There the houses are composed of mudbrick vaults and domes, a style that perpetual, is a tradition going back to the early Egyptian dynasties. This discovery revealed to Ramses the connection he had been seeking with the past. It was not his intention however to return to this method completely, but rather to bring it back to life by reinterpretation. Here, Ramses describes his discovery in Aswan.

"I had just visited Aswan, where I had been struck by the Beauty of the Nubian houses in the villages of the area. I learnt that it was still possible to find bricklayers who could make vaulted roofs for houses. I felt a strange excitement when I thought that these same methods had existed since the first dynasties of the Pharaohs. They had survived throughout Egyptian, Coptic and Islamic history, and were still used in popular architecture.

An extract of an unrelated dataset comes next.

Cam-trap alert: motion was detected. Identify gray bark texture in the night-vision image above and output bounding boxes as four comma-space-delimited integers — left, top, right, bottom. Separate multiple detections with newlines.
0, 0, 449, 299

I decided to make use of some of these bricklayers from Aswan and turn their experience to account in building vaults for my school."

In order to build with vaults and domes, Ramses had originally brought workers from upper Egypt to construct the first rooms of the center. Realizing the impracticality of bringing these builders, he had hoped that the children themselves would embrace this form of architecture and use it for their own. construction. In this way he would plant a seed for future generations.

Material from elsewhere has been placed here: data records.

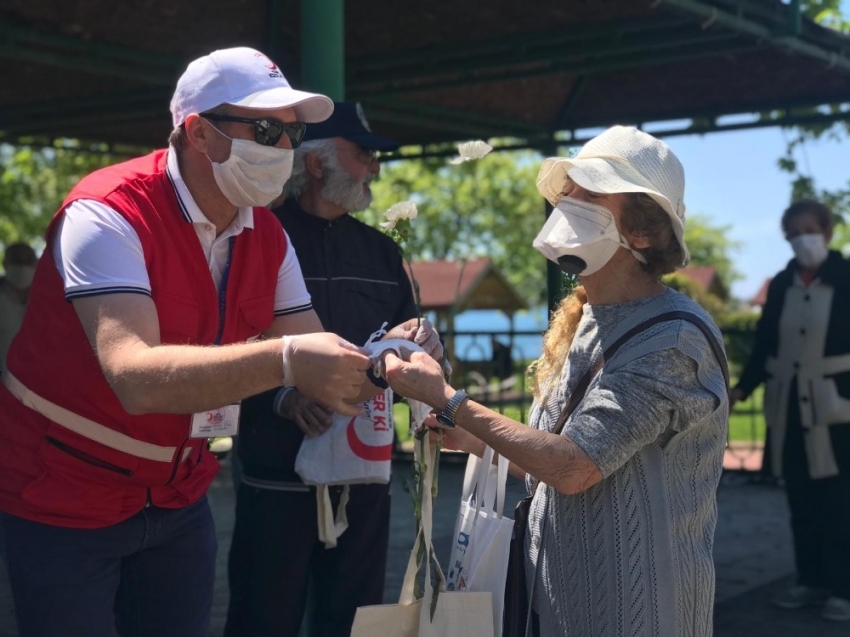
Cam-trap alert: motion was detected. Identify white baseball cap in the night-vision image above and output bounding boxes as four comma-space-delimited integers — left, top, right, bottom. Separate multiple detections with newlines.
171, 46, 334, 128
537, 126, 690, 263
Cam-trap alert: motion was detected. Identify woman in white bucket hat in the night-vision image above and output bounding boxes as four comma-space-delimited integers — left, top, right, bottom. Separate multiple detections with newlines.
380, 126, 729, 637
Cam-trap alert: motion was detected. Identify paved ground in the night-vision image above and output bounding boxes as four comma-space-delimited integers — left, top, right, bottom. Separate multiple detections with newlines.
0, 452, 850, 637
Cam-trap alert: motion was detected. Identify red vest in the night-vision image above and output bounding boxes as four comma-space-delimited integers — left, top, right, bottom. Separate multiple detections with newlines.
0, 150, 287, 528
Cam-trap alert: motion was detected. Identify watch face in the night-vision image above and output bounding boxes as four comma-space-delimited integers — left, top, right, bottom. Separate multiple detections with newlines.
437, 414, 455, 429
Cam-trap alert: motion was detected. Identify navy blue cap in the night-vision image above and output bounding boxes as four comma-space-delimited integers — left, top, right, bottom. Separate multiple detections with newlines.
304, 102, 400, 150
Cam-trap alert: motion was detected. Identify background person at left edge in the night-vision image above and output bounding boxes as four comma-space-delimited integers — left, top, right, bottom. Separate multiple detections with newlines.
225, 103, 428, 637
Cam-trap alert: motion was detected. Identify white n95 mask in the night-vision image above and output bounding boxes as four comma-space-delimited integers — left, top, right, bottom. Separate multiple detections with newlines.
210, 129, 295, 208
791, 234, 829, 269
532, 197, 646, 275
6, 265, 35, 290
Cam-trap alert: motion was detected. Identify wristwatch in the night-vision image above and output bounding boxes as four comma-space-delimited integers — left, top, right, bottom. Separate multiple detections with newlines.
437, 389, 469, 429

Unfortunately this did not happen on a large scale. For these children, the stigma attached to clay, which was considered unhealthy and for the poor and uneducated, prevented them from ever adopting it. Ramses did however teach some of the young male students at the center to prepare mud bricks and build walls in the traditional manner.

Under Ramses' guidance, their first project was to build a small chicken coop in adobe using Nubian features (vaults and domes). It was to be a miniature of the weavers' future workshop. At the center, the buildings were distinctive for their simple beauty and provided the weavers with just the right atmosphere in which to work - one that protected them from the heat and shaded them from the glare of the sun. The qualities of this project received formal recognition when in 1983 the Aga Khan Architectural Award was given.


Ceres Wissa Wassef's House - Harrania

Wissa Wassef's architectural achievements are numerous and varied. The best known are his Art Center at Harrania, Mahmoud Mouktar's Sculpture Museum in Cairo, two church-cathedrals in Zamalek and Heliopolis, his own house in Agouza, Habib Gogry's Sculpture Musuem and the homes of Mounir Nosshi and Ceres Wissa Wassef, also at the centre in Harrania. Many varieties of craftsmanship grace his buildings in harmonious blend - his stained glass window designs winning particular acknowledgment. For this he was awarded the National Prize for the arts in 1961 and 1984.

Indeed Wissa Wassef was a remarkable man, for his talents are alive not only in the students who perpetuate the crafts, but also in his structures which will remain monuments of his diverse abilities for years to come.